Target inflation (CPI) rose to 4.4% in July, more than double the 2% target rate of inflation, and well above the government’s 1-3% operating range. The most recent Bank of England Quarterly Inflation Report predicts that CPI will peak at just over 5% per annum, despite the weakness of UK growth. The Bank predicts that growth will remain around zero until Summer 2009. This slowdown, in the Bank’s view, should enable CPI to return to target over the Bank’s 2 year forecast horizon. This should provide room for at least one 0.25% base rate cut in the first half of 2009. There is one proviso – if sterling continues to depreciate, base rate will remain on hold. The Bank of England is walking a monetary policy tightrope, and is unlikely to reduce the base rate until there are clear signs that inflationary pressures are easing. One positive development is the reduction in period rates. 2 year plus rates have fallen by an average of 0.25% in the past month, in response to the slowdown in the global economy and the consequent reduction in commodity prices. This has enabled many lenders to reduce fixed term mortgage rates. There is probably scope for a further modest reduction in period rates in the coming weeks, although we expect the period rate trend to reverse around year end, in anticipation of an upturn in global growth in 2009.

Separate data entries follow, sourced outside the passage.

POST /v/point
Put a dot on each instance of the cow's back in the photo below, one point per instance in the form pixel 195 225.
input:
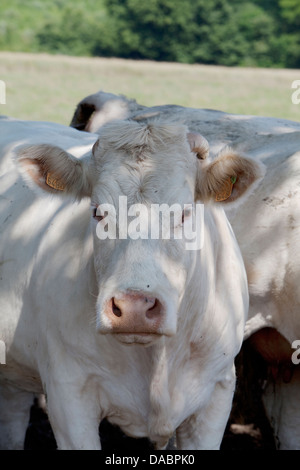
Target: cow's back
pixel 30 227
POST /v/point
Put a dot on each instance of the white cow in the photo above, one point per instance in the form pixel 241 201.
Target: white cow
pixel 141 331
pixel 267 227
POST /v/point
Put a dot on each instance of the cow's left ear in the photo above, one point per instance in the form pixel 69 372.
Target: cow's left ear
pixel 55 171
pixel 228 178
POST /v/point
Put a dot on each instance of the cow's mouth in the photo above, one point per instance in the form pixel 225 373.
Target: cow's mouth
pixel 144 339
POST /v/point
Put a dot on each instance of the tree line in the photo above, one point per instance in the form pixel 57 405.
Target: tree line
pixel 263 33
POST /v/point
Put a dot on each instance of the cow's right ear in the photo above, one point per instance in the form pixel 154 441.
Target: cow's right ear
pixel 55 171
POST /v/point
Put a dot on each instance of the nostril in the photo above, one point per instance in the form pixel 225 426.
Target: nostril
pixel 154 311
pixel 153 306
pixel 116 310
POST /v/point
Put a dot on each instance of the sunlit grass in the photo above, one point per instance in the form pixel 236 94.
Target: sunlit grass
pixel 48 87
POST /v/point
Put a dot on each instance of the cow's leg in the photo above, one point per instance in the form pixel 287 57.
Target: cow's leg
pixel 74 415
pixel 15 407
pixel 205 429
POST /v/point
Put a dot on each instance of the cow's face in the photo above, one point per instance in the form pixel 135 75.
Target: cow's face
pixel 144 182
pixel 142 200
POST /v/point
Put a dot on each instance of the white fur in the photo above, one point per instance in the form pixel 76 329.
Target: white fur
pixel 267 227
pixel 54 269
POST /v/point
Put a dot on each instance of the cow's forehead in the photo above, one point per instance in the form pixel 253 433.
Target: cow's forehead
pixel 145 160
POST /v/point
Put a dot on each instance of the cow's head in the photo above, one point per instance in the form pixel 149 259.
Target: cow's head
pixel 133 169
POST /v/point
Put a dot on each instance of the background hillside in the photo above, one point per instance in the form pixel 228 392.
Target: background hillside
pixel 48 87
pixel 263 33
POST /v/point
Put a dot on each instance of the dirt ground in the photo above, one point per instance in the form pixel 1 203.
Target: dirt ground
pixel 247 429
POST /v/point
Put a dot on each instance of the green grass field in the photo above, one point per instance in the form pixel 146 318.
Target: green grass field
pixel 48 87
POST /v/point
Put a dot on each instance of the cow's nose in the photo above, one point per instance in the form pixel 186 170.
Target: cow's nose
pixel 135 313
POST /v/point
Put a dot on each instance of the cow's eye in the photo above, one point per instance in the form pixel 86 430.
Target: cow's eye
pixel 97 216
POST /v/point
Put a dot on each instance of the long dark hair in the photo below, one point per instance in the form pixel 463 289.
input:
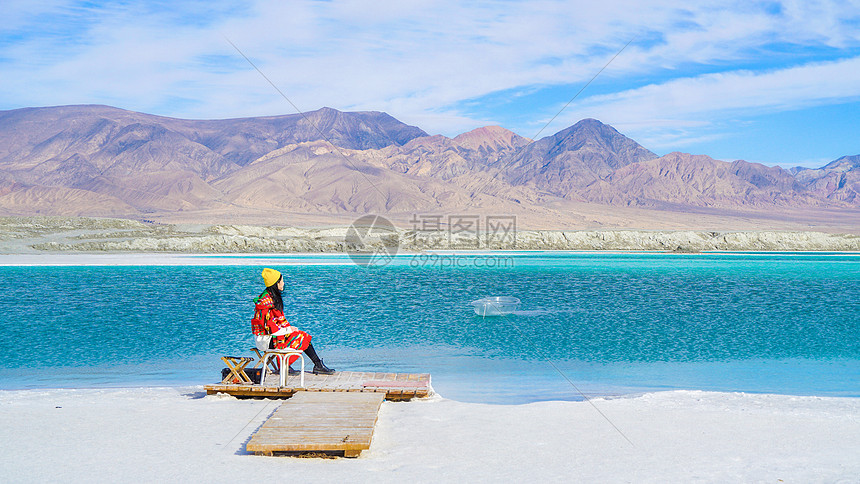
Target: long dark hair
pixel 276 295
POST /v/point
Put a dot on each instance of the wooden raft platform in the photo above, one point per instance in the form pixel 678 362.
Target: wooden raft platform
pixel 320 422
pixel 394 386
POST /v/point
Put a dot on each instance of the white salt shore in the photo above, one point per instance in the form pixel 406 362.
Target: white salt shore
pixel 177 434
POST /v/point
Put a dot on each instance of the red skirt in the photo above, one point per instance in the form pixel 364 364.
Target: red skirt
pixel 297 340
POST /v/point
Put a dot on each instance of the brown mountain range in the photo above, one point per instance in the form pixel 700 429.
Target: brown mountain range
pixel 104 161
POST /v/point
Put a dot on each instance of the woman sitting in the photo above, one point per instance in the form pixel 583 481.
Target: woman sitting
pixel 272 330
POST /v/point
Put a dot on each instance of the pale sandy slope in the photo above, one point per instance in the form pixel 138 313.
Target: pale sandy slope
pixel 177 435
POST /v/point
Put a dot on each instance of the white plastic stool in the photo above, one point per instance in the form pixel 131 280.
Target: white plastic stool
pixel 285 368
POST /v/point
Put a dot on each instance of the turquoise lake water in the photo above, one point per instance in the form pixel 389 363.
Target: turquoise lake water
pixel 609 323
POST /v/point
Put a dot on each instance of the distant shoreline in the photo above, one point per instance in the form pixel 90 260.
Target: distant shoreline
pixel 78 235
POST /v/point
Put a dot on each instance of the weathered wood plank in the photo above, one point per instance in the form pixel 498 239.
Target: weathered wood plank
pixel 320 422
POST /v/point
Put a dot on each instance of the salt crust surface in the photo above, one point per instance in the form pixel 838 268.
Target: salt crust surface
pixel 180 435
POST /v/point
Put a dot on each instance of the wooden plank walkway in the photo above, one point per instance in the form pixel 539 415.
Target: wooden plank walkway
pixel 395 386
pixel 320 422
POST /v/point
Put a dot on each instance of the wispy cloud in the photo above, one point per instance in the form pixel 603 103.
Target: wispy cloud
pixel 426 63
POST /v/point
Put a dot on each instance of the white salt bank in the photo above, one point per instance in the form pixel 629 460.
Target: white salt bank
pixel 177 434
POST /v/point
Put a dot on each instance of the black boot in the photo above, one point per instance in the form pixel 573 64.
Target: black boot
pixel 319 366
pixel 321 369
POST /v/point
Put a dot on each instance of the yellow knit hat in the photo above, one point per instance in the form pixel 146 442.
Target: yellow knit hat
pixel 270 277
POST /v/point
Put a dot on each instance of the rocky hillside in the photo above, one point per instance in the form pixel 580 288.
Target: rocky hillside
pixel 104 161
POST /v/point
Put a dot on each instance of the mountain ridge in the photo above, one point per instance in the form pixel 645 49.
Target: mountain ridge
pixel 100 160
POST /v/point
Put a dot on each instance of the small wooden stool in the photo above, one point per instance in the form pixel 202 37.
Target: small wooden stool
pixel 237 365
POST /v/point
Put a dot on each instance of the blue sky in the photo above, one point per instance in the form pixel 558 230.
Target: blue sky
pixel 776 82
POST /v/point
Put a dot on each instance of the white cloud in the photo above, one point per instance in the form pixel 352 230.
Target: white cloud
pixel 653 113
pixel 420 61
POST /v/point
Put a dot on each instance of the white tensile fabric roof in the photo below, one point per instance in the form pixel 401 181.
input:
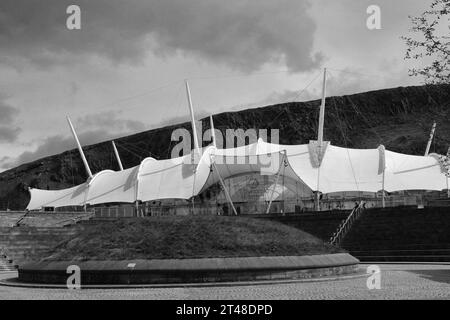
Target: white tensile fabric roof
pixel 341 169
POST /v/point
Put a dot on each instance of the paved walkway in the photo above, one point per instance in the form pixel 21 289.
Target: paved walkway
pixel 405 281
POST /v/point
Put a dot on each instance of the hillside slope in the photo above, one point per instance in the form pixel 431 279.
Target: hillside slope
pixel 399 118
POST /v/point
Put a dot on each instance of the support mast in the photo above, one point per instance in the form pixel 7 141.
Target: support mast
pixel 322 108
pixel 86 165
pixel 191 110
pixel 117 156
pixel 213 133
pixel 430 140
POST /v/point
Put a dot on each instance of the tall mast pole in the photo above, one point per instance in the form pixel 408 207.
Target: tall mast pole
pixel 430 140
pixel 213 133
pixel 322 108
pixel 320 133
pixel 86 165
pixel 191 110
pixel 117 156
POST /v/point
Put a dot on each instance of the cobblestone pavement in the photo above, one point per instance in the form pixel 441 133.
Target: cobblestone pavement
pixel 408 281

The UK mortgage market is probably at a cyclical low point. The most recent data from the Council of Mortgage Lenders indicates that the level of advances stabilised in July. We expect to see a similar picture from August and September data. Thereafter mortgage lending is likely to be on a gradual upward path. The prime reason for the downturn in the housing market is the international credit crunch, itself the product of a severe downturn in the US housing market against a background of excessive lending. The financial problems associated with the US mortgage market are steadily being resolved, and we expect liquidity to improve in the Autumn. In the absence of any improvement, there is likely to be a significant co-ordinated injection of liquidity by central banks. Within the next two months, there is a strong possibility of a significant UK fiscal stimulus package that may well include a reduction in housing transaction stamp duty. In our view, any change would need to be permanent in order to have a discernable impact on the housing market. Currently, our view remains unchanged. The volume of mortgage lending is expected to be at a low point this quarter and gradually recover to a monthly average of £20 billion gross in fourth quarter 2008 and to an average of £25 billion per month in the first half of 2009.
The August Nationwide survey was far worse than expected. Average prices, based on the Nationwide index, fell by 1.9% in the month to an annual figure of minus 10.5%. This year there has been a significant correlation between reductions in house prices and reductions in the volume of net lending. Our current view is that we have seen the trough in mortgage lending, and therefore the low point in house price inflation is imminent. Our view remains that the average house price (mortgaged properties) is approaching a low point of minus 12% per annum. If, as we expect, mortgage lending volumes improve in the fourth quarter, and stamp duty is reduced, then average house price inflation may gradually recover in the Autumn and Winter months. We expect the annual rate of house price inflation to reach zero in Spring 2009, recovering to 5% per annum by the end of next year. Forecast risk is high. There are many reputable analysts who predict that the decline in house prices in the coming months will be severe. It is also important to emphasise that average house price data hides numerous regional and locality variations. Housing market sentiment is likely to remain uneasy for several months – with recovery dependent upon effective action by financial decision makers.